The stereotypical image of the bald-headed alien visitor to earth may not be as far-fetched as once thought, with new research suggesting that it simply isn’t possible to grow hair in outer space.
What the scientists say
Japanese researchers have found that the genes responsible for hair growth behave differently in space and that growth inhibitors become more active. This means that hair stops growing, regardless of where it is in its normal growth cycle. The genes identified included FGF18, ANGPTL7, and COMP and their activity led to reduced proliferation in hair follicles, meaning less hair would grow.

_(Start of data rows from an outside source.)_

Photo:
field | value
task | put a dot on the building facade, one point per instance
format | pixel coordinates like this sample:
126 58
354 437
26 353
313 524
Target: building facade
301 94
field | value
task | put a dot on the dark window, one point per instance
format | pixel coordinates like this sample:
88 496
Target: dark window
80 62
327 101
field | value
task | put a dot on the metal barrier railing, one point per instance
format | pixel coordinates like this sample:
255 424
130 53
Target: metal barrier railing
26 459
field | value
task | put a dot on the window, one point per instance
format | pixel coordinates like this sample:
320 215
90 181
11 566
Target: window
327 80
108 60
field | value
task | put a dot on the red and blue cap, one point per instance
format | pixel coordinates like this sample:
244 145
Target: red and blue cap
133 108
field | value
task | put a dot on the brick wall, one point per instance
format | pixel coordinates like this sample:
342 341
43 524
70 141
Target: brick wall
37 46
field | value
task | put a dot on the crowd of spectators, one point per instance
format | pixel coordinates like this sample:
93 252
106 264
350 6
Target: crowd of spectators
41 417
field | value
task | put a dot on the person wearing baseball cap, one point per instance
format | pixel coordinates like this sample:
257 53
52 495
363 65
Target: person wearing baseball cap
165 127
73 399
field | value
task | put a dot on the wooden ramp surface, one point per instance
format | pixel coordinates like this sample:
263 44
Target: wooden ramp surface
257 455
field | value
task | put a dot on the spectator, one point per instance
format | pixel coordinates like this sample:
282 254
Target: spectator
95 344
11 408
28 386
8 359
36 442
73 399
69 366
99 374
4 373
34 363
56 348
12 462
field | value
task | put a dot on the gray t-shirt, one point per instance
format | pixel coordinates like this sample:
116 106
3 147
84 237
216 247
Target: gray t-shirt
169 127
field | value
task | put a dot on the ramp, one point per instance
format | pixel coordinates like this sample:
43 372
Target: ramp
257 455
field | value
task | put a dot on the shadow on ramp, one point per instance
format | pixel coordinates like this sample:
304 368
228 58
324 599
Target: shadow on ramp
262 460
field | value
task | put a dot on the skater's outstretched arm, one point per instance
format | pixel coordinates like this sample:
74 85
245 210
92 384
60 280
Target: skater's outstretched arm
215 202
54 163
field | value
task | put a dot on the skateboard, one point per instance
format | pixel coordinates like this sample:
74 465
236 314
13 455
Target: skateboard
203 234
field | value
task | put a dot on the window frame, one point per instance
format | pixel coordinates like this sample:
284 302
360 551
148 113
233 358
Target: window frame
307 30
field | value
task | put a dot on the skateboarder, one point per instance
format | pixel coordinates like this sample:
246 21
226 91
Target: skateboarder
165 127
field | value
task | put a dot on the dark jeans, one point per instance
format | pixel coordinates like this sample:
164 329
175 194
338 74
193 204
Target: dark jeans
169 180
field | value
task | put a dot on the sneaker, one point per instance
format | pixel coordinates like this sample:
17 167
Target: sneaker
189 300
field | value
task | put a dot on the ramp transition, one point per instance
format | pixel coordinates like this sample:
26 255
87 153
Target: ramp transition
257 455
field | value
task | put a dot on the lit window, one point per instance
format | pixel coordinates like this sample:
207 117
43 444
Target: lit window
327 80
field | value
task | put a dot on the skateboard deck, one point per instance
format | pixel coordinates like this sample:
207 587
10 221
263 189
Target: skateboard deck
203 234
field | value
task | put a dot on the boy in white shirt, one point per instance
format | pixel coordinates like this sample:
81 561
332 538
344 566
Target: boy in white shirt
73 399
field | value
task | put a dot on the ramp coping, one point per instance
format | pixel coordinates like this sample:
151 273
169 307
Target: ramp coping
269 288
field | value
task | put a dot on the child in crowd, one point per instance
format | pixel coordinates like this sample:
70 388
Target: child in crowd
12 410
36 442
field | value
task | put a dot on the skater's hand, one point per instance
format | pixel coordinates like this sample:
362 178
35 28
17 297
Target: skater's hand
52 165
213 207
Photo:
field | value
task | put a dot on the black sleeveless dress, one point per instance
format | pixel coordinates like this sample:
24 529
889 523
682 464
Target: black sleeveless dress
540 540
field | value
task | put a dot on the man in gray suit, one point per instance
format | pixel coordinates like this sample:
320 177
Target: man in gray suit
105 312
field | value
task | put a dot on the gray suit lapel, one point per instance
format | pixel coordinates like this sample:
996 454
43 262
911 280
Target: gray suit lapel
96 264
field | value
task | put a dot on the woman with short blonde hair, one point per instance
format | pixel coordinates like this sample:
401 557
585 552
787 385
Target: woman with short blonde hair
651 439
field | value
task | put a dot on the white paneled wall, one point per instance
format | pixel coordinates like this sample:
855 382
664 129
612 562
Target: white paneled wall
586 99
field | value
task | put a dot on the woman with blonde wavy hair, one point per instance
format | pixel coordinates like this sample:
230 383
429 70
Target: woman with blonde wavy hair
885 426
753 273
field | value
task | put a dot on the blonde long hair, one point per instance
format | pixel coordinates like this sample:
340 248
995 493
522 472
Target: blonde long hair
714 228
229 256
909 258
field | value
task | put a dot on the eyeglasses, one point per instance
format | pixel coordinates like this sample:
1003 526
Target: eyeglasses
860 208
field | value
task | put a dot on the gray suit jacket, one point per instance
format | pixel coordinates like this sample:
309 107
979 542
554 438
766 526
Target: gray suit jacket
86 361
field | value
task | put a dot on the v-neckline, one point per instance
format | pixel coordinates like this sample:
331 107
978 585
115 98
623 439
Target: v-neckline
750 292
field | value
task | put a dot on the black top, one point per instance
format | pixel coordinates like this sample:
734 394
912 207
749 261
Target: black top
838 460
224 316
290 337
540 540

The researchers, led by Dr Masahiro Terada, from the Japanese Aerospace Exploration Agency, analysed hair extracted from ten astronauts at different stages of their period of space travel, so that the various stages of hair growth could be examined, both in space (240 miles above the earth’s atmosphere) as well as prior to departure and after their return to earth.
A gender gap
However, they also found that this genetic alteration was less likely to occur in the hair follicles of female astronauts, even after allowing for the difference in hormone levels between the genders. Women just have more genetically stable hair.
Humans in space
The study concludes that it is highly likely that, should humans ever find a way to exist in space for long periods of time, they will become a bald species – much like the alien that we are so familiar with, thanks to popular culture’s representations over the past sixty years.
For astronauts providing maintenance on, for example, the International Space Station, once all their existing hair naturally sheds, an absence of new hair to replace it will leave them bald. Whether a return to the earth’s atmosphere will also result in a return to normal genetic behaviour and subsequent hair growth remains to be clarified.